Official Blu-Ray Reviews Scoring


----------



## foto69man (Apr 7, 2011)

Thanks for the review. I too was vastly disappointed with this film. It tanked as far as the green lantern storyline goes and lacked some basic story development...

I had high hopes, and yeah they were crushed. Reynolds only looks like a bad choice for this movie due to the script being horrible, and him being a comedic actor...I don't consider Hal Jordan to be a comedian


----------



## smurphy522 (Sep 21, 2010)

Thanks for the review Dale.

I saw this (or most of it) in the movies w/my son. He became bored with it and we left about 100 min into it. I can't say it held my attention that much either. I recall I was wondering when it was going to end. Great sound as you pointed out.

Much of it was written as though it was a sequel to the "1st Green Lantern".


----------



## Jon Liu (May 21, 2007)

When it first was announced, I didn't think it would translate very well from comic to live action. The trailer solidified it when it everything looked so cartoony. Sad, Green Lantern could've been so much better.


----------



## Dwight Angus (Dec 17, 2007)

Good Review Dale
I was not going to watch this film and your review has confirmed my suspicions.

Cheers


----------



## Z71SierraSLT (Nov 9, 2010)

I finally saw it last night.
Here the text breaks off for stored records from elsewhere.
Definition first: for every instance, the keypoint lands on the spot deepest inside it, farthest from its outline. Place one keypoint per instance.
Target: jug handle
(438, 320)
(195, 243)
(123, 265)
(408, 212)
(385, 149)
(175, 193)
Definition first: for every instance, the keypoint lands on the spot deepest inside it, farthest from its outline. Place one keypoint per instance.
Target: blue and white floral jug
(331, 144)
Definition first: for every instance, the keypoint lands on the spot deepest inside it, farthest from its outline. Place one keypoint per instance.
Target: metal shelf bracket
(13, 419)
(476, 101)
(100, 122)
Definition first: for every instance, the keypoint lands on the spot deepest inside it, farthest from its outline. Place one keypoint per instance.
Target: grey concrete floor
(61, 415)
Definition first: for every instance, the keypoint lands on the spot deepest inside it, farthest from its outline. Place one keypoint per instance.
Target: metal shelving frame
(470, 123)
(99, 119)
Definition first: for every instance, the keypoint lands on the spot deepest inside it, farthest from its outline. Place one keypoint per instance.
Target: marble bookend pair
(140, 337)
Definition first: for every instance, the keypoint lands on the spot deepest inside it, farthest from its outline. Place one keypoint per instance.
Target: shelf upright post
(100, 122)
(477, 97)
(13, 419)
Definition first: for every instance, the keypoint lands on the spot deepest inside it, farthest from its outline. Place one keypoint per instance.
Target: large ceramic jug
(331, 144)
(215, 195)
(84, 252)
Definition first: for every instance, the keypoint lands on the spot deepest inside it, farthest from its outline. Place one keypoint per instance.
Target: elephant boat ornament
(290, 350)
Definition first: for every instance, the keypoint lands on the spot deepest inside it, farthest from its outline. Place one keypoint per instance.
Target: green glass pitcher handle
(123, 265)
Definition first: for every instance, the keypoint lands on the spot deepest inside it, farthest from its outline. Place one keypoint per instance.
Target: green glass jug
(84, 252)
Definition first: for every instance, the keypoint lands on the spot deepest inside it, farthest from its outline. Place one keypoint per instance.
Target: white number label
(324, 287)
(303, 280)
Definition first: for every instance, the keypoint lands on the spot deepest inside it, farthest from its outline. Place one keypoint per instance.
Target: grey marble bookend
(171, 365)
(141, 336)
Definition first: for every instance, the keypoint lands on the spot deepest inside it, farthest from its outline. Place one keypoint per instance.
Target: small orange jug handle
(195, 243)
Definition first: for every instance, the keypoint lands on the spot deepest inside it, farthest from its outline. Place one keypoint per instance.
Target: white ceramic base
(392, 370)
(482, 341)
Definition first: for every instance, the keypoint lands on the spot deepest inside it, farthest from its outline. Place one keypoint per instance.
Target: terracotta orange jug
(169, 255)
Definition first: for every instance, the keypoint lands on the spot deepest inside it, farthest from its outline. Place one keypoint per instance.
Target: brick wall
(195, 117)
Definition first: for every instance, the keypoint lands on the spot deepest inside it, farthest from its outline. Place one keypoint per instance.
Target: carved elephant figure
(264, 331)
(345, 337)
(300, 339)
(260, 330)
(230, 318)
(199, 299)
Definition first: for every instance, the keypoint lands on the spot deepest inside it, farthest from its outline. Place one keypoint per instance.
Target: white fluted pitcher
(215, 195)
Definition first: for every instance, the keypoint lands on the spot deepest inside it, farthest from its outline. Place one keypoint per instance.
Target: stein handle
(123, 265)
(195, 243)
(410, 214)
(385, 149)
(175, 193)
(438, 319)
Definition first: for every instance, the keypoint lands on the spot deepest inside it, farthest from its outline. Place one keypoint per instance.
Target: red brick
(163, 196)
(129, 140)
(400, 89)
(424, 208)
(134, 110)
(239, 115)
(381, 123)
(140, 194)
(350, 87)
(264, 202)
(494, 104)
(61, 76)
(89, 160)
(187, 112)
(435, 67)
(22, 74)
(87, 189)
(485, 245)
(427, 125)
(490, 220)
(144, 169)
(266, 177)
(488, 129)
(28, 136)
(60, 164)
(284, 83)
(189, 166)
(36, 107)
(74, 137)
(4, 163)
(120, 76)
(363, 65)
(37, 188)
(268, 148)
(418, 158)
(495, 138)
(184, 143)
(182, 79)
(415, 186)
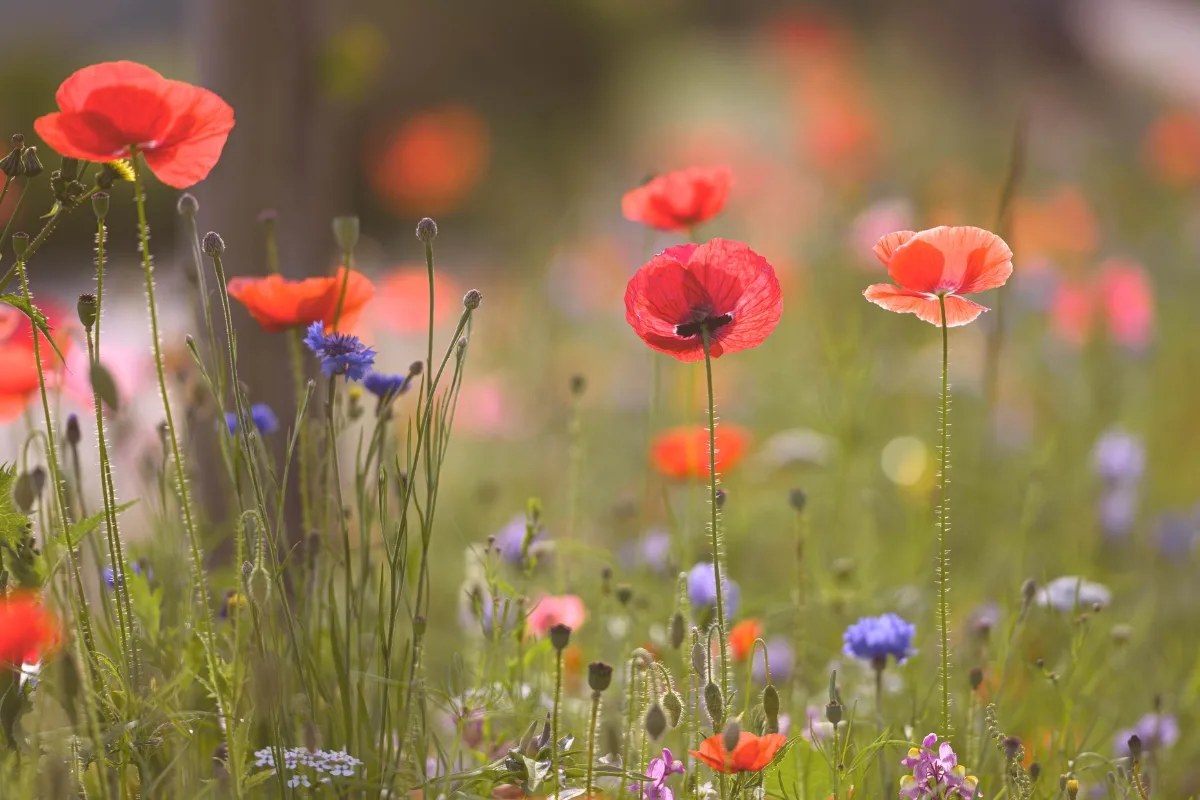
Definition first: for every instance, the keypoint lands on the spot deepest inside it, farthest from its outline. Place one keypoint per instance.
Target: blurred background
(520, 125)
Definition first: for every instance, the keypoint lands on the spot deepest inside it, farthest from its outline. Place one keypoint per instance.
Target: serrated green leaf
(36, 317)
(105, 386)
(12, 522)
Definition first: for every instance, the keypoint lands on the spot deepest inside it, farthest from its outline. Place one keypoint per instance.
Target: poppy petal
(967, 259)
(888, 244)
(959, 311)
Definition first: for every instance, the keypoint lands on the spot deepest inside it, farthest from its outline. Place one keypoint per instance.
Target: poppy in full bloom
(681, 199)
(107, 108)
(682, 452)
(742, 638)
(723, 287)
(277, 304)
(751, 755)
(940, 263)
(28, 630)
(556, 609)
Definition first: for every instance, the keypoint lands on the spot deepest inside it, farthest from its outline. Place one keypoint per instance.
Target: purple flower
(702, 589)
(781, 659)
(510, 539)
(1156, 731)
(340, 354)
(387, 385)
(1119, 457)
(261, 416)
(936, 775)
(658, 773)
(875, 638)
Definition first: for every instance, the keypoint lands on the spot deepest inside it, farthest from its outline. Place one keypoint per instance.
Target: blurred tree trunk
(264, 56)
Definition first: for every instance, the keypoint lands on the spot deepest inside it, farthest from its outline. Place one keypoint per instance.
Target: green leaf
(12, 522)
(83, 528)
(105, 386)
(35, 316)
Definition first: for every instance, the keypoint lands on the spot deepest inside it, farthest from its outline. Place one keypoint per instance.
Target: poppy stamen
(712, 323)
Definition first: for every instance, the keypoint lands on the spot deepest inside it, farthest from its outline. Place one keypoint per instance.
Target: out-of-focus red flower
(940, 262)
(723, 287)
(28, 630)
(682, 453)
(18, 365)
(1122, 293)
(403, 304)
(681, 199)
(751, 755)
(742, 637)
(431, 161)
(279, 304)
(556, 609)
(107, 108)
(1171, 148)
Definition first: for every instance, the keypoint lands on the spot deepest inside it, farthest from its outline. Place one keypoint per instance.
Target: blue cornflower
(109, 573)
(385, 385)
(875, 638)
(261, 415)
(340, 354)
(702, 589)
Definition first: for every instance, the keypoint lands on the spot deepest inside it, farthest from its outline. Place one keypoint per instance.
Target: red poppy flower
(18, 366)
(724, 287)
(751, 755)
(681, 199)
(682, 452)
(940, 262)
(28, 630)
(279, 304)
(742, 638)
(107, 108)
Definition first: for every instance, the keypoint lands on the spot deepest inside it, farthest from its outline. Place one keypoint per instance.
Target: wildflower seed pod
(730, 735)
(346, 233)
(214, 246)
(771, 705)
(697, 659)
(599, 675)
(30, 163)
(426, 230)
(655, 721)
(259, 585)
(714, 703)
(677, 630)
(559, 637)
(100, 204)
(673, 707)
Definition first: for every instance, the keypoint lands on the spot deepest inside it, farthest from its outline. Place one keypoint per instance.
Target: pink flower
(556, 609)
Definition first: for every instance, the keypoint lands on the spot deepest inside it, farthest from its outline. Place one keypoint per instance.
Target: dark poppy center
(709, 323)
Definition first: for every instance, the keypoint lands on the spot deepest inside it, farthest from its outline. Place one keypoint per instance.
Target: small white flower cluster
(327, 764)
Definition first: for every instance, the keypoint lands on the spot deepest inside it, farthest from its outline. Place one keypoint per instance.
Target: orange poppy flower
(279, 304)
(682, 452)
(28, 630)
(403, 304)
(743, 636)
(940, 263)
(751, 755)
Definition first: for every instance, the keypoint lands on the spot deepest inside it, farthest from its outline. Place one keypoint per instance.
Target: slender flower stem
(558, 701)
(943, 523)
(592, 741)
(713, 522)
(180, 470)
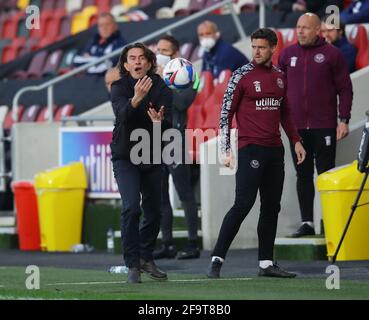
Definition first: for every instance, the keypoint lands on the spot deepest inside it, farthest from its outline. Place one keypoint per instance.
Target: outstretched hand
(156, 116)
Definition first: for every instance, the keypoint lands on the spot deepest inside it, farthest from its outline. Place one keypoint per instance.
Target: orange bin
(27, 215)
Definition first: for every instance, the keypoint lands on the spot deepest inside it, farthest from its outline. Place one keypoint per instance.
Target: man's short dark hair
(149, 55)
(174, 42)
(267, 34)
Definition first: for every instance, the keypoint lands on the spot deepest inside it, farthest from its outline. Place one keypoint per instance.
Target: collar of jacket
(318, 43)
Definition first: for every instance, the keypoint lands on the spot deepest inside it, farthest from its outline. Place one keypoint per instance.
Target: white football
(178, 73)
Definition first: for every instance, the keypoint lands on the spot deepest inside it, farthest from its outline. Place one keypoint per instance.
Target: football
(178, 73)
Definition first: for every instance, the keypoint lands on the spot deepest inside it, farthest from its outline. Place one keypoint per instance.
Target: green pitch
(86, 284)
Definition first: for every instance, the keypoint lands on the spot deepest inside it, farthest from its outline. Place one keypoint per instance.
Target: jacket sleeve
(121, 103)
(288, 124)
(282, 64)
(231, 100)
(343, 86)
(183, 98)
(166, 100)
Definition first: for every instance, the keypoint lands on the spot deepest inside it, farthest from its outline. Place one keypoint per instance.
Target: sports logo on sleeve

I went into this reading all of the other bad reviews ahead of it. Dale your review was right on..."OK" It wasn't that bad, but all of the whinning reviews everywhere else, jeez. Could have done more yes, but oh well....it sold toys right :bigsmile: It is not the Dark Knight, more like Fantastic Four. A missed chance for DC on this character. I'm waiting for the Dark Knight Rises, Man of Steel and Avengers.


----------



## tonyvdb (Sep 5, 2007)

Yes, I also agree, the movie was just OK the audio however was very good, not as good as Transformers but up there with the best for sure. I did not think the story was all that bad and although a bit slow at times it was enjoyable to watch.


----------



## Picture_Shooter (Dec 23, 2007)

Thanks all. I will just rent it, it does not seem like a movie to add to my collection.


----------



## turtle101 (Jul 25, 2011)

I actually quite enjoyed this film the picture quality was great however I was slightly disappointed by the ending how the main bad guy dies but still thought it was a good introduction to the character had more story than action but I still enjoyed it never the less, at least worth a watch!


----------



## tommysss (Nov 18, 2009)

One of the worst superhero type movie ever.


----------



## d12d (Dec 21, 2011)

Skip this movie. It has all the necessary components to be a very good movie but it doesn't come together well. I found this very boring and not worth spending your time on. Nothing exciting regarding audio or video. 5/10


----------



## CatBrat (May 20, 2010)

Having no prior knowledge of what or who the Green Lantern is, nor having read any reviews on the movie, I thought this was a very entertaining and enjoyable film! Movies are (almost) never the same thing as what one envisions when they are intimately involved with the original media and stories.


----------



## bigjbk (Jan 28, 2012)

So far this is my favorite Blue Ray. Loved it!


----------



## Picture_Shooter (Dec 23, 2007)

Picture_Shooter said:


> Thanks all. I will just rent it, it does not seem like a movie to add to my collection.


I finally got around to watch it (my original comment above (quoted) ) I too liked it and was very enjoyable:T
I mean it's not like Thor, but still a fun, enjoyable popcorn movie 

Again, thanks for the review.


----------



## claudej1 (Jan 6, 2008)

I think to call this one of the worst ever superhero movies might be a bit harsh, but it certainly was dissapointing on many levels.


----------



## ozar (Feb 12, 2012)

I watched this movie on DirecTV a couple of days ago and it didn't take long to see why it was such a huge flop at the box office. It started off okay, but just kept going down hill, and by the time the movie came to a conclusion I was exceedingly happy that I didn't bother to purchase or rent it.


----------



## JBrax (Oct 13, 2011)

I personally didn't find the movie as bad as some seem to think. Could it have been better? Yes. Was it entertaining to me? Yes. I found the audio portion to be excellent and I would watch it again.


----------



## bxbigpipi (Feb 2, 2012)

The picture quality of this movie was good but the movie itself was horrible! Can't believe I bought this and wasted my money! What can you do?


----------